Sadygov Rovshan G, Eng Jimmy, Durr Eberhard, Saraf Anita, McDonald Hayes, MacCoss Michael J, Yates John R
Department of Cell Biology, SR-25, The Scripps Research Institute, North Torrey Pines Road, La Jolla, California 92037, USA.
J Proteome Res. 2002 May-Jun;1(3):211-5. doi: 10.1021/pr015514r.
We report the results of our work to facilitate protein identification using tandem mass spectra and protein sequence databases. We describe a parallel version of SEQUEST (SEQUEST-PVM) that is tolerant toward arithmetic exceptions. The changes we report effectively separate search processes on slave nodes from each other. Therefore, if one of the slave nodes drops out of the cluster due to an error, the rest of the cluster will carry the search process to the end. SEQUEST has been widely used for protein identifications. The modifications made to the code improve its stability and effectiveness in a high-throughput production environment. We evaluate the overhead associated with the parallelization of SEQUEST. A prior version of software to preprocess LC/MS/MS data attempted to differentiate the charge states of ions. Singly charged ions can be accurately identified, but the software was unable to reliably differentiate tandem mass spectra of +2 and +3 charge states. We have designed and implemented a computational approach to narrow charge states of precursor ions from nominal resolution ion-trap tandem mass spectra. The preprocessing code, 2to3, determines the charge state of the precursor ion using its mass-to-charge ratio (m/z) and fragment ions contained in the tandem mass spectrum. For each possible charge state the program calculates the expected fragment ions that account for precursor ion m/z values. If any one of the numbers is less than an empirically determined threshold value then the spectrum corresponding to that charge state is removed. If both numbers are higher than the threshold value then +2 and +3 copies of the spectrum are kept. We present the comparison of results from protein identification experiments with and without using 2 to 3. It is shown that by determining the charge state and eliminating poor quality spectra 2to3 decreases the number of spectral files to be searched without affecting the search results. The decrease reduces computer requirements and researcher efforts for analysis of the results.

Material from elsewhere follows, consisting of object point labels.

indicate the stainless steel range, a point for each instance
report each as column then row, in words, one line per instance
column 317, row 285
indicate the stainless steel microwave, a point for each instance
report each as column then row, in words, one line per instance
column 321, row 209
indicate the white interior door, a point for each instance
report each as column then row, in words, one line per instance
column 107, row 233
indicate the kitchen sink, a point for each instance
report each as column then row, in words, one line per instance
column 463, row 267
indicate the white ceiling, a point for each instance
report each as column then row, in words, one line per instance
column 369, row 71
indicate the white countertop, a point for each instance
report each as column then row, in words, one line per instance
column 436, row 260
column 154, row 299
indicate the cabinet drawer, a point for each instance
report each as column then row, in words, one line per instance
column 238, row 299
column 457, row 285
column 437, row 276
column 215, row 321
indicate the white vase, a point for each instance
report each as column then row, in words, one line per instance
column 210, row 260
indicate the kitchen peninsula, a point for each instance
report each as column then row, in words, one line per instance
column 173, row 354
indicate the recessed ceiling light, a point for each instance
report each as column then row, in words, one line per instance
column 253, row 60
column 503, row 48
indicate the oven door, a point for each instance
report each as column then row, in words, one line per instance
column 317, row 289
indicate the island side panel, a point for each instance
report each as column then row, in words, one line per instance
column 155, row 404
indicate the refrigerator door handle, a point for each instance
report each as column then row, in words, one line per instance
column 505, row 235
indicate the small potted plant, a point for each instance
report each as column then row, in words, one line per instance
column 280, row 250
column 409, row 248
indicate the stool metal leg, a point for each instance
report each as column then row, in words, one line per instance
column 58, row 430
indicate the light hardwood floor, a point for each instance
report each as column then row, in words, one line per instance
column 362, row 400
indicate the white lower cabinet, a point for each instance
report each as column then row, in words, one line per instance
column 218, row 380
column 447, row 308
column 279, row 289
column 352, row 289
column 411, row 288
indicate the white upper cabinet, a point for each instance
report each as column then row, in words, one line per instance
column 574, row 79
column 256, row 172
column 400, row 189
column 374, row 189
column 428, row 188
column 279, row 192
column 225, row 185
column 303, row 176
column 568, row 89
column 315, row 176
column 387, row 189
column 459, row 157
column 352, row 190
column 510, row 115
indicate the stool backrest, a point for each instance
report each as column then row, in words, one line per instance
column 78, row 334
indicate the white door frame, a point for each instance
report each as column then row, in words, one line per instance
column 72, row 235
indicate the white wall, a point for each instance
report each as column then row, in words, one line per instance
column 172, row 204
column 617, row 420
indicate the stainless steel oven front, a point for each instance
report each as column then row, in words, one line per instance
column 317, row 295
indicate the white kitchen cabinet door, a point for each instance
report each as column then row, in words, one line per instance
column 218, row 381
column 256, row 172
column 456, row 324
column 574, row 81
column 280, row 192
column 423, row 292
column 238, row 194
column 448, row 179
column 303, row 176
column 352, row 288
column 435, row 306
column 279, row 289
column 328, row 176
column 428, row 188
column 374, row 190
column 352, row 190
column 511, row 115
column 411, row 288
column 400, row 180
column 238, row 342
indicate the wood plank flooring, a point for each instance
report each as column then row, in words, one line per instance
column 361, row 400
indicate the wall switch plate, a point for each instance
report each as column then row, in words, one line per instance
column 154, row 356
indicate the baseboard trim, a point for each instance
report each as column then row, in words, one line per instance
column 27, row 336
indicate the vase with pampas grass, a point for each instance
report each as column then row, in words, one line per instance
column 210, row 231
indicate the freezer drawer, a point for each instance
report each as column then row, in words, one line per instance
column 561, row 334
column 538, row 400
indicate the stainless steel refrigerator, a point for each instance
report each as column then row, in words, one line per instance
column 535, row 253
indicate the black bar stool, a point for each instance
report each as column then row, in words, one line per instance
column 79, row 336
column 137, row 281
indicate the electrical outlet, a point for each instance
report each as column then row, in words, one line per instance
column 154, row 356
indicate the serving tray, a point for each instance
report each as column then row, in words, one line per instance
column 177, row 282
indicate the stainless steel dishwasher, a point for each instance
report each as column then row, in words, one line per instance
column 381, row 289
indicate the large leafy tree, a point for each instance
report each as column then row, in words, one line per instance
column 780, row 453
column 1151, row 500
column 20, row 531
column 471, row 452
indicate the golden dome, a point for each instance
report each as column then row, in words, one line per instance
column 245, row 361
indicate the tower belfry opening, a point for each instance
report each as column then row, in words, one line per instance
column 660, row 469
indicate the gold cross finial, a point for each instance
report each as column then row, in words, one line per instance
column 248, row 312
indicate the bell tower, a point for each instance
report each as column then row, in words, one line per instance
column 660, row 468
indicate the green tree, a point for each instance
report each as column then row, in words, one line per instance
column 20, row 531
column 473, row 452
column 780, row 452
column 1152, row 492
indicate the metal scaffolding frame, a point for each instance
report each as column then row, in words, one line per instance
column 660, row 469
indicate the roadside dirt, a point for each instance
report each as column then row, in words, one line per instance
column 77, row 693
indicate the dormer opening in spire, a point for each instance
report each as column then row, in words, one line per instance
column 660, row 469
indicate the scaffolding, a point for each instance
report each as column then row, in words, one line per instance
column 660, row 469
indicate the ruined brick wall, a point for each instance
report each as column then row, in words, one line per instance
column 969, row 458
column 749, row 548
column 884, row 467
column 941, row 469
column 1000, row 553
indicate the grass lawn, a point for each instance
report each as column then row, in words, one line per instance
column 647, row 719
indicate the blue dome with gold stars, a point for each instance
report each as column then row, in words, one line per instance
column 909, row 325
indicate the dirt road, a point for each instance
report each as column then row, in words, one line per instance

我们报告了为便于利用串联质谱和蛋白质序列数据库进行蛋白质鉴定而开展的工作成果。我们描述了一种对算术异常具有耐受性的SEQUEST并行版本(SEQUEST-PVM)。我们所报告的这些更改有效地将从属节点上的搜索过程相互分离。因此,如果一个从属节点因错误而退出集群,集群中的其他节点将把搜索过程执行到底。SEQUEST已被广泛用于蛋白质鉴定。对代码所做的修改提高了其在高通量生产环境中的稳定性和有效性。我们评估了与SEQUEST并行化相关的开销。一个用于预处理液相色谱/串联质谱数据的早期软件版本试图区分离子的电荷状态。单电荷离子能够被准确识别,但该软件无法可靠地区分+2和+3电荷状态的串联质谱。我们设计并实现了一种计算方法,用于从标称分辨率的离子阱串联质谱中缩小前体离子的电荷状态范围。预处理代码2to3利用前体离子的质荷比(m/z)和串联质谱中包含的碎片离子来确定前体离子的电荷状态。对于每个可能的电荷状态,该程序会计算出能够解释前体离子m/z值的预期碎片离子。如果其中任何一个数值小于根据经验确定的阈值,则去除对应该电荷状态的质谱。如果两个数值都高于阈值,则保留该质谱的+2和+3副本。我们展示了使用2to3和不使用2to3的蛋白质鉴定实验结果的比较。结果表明,通过确定电荷状态并去除质量较差的质谱,2to3减少了待搜索的质谱文件数量,同时不影响搜索结果。这种减少降低了计算机需求以及研究人员分析结果的工作量。